Two research teams unveiled new Rowhammer exploits against Nvidia GPUs, showing that GPU memory can be hammered to flip bits and give an attacker full control of the host system.
GDDRHammer and GeForge extend Rowhammer into the GPU domain by manipulating GDDR memory. In tests on Ampere-era cards such as the RTX 3060 and RTX 6000, researchers achieved hundreds to thousands of bit flips, enabling read/write access to memory mappings that govern both GPU and CPU memory.
GDDRHammer uses a technique known as memory massaging to create many bit flips and can disrupt the GPU’s page tables, effectively breaking isolation between processes and facilitating host access. GeForge instead targets the GPU’s page directory to forge GPU page tables, which then unlocks access to the host memory and yields a root-level foothold on Linux systems.
The work builds on decades of Rowhammer research, which began with DDR3 DRAM and has gradually extended to GDDR memory used in high-performance GPUs.
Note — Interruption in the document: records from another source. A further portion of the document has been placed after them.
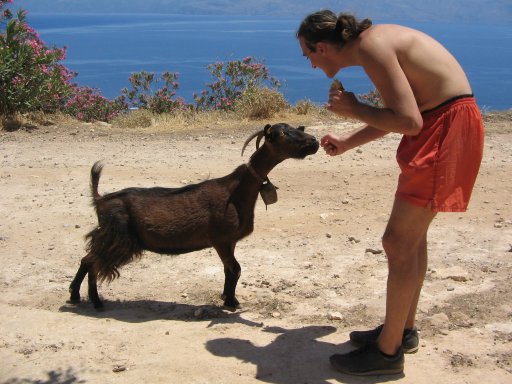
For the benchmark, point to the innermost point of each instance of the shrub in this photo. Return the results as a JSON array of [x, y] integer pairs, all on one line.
[[232, 80], [162, 100], [87, 104], [140, 118], [31, 77], [260, 103]]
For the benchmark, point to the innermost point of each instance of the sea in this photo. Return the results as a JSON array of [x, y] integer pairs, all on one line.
[[105, 49]]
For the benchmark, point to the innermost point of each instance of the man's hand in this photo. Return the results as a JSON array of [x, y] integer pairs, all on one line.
[[333, 145]]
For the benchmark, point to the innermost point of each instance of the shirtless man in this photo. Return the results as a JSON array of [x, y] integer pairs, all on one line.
[[428, 100]]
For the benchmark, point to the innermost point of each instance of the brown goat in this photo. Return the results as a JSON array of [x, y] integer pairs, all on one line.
[[214, 213]]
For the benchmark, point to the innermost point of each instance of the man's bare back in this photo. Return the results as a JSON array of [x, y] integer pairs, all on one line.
[[433, 73]]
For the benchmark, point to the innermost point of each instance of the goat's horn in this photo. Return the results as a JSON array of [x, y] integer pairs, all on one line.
[[259, 134]]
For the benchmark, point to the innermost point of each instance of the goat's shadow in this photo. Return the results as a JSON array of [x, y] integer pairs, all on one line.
[[140, 311], [295, 356]]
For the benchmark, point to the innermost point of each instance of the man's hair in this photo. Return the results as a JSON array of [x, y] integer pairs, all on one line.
[[325, 26]]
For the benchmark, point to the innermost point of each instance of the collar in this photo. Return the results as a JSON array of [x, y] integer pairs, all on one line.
[[255, 174]]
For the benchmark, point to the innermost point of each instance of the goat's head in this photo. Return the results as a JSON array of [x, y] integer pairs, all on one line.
[[285, 141]]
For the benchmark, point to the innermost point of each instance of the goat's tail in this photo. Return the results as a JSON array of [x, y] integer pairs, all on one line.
[[95, 179], [109, 247]]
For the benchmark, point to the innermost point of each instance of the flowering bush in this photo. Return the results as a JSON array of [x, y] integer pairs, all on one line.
[[232, 80], [31, 77], [161, 100], [87, 104]]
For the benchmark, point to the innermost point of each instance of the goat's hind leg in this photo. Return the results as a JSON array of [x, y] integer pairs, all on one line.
[[232, 273], [86, 268], [74, 287]]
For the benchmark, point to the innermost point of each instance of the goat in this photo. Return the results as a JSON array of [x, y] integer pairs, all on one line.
[[213, 213]]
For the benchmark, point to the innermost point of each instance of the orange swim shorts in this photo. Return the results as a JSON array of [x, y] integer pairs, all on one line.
[[439, 166]]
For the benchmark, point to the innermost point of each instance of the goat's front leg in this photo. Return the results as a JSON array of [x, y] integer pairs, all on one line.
[[93, 290], [74, 287], [232, 273]]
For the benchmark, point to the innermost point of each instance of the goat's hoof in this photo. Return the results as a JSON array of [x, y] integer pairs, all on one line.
[[232, 304], [231, 308]]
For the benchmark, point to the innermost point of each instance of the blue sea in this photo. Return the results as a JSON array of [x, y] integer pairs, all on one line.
[[105, 49]]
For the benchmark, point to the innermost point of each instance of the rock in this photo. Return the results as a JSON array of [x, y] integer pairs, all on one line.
[[374, 251], [335, 316], [439, 319]]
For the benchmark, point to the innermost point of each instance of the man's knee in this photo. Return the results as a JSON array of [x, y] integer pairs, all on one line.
[[399, 248]]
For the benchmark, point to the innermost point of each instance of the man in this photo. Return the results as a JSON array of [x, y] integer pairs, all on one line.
[[427, 98]]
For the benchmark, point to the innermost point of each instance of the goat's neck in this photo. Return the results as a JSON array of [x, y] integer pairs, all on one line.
[[262, 162]]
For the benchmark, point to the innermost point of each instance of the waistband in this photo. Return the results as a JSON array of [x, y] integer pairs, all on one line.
[[449, 101]]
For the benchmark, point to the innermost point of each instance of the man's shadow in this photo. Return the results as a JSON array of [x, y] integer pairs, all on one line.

Unlike earlier GPU results, which mainly degraded neural network outputs, these attacks demonstrate practical, privilege-escalating effects.
Mitigations include enabling IOMMU in system BIOS so that the GPU is prevented from accessing restricted host memory, and turning on ECC protections. Both mitigations come with performance costs, and some Rowhammer variants can still bypass ECC. The researchers caution that cloud providers should reassess GPU memory protections as GPU-driven Rowhammer threats evolve.
For more, the researchers publish details at their project pages. The findings underscore a potential shift in GPU security, with Rowhammer threats now extending from CPUs to GPUs and back again to compromise system integrity.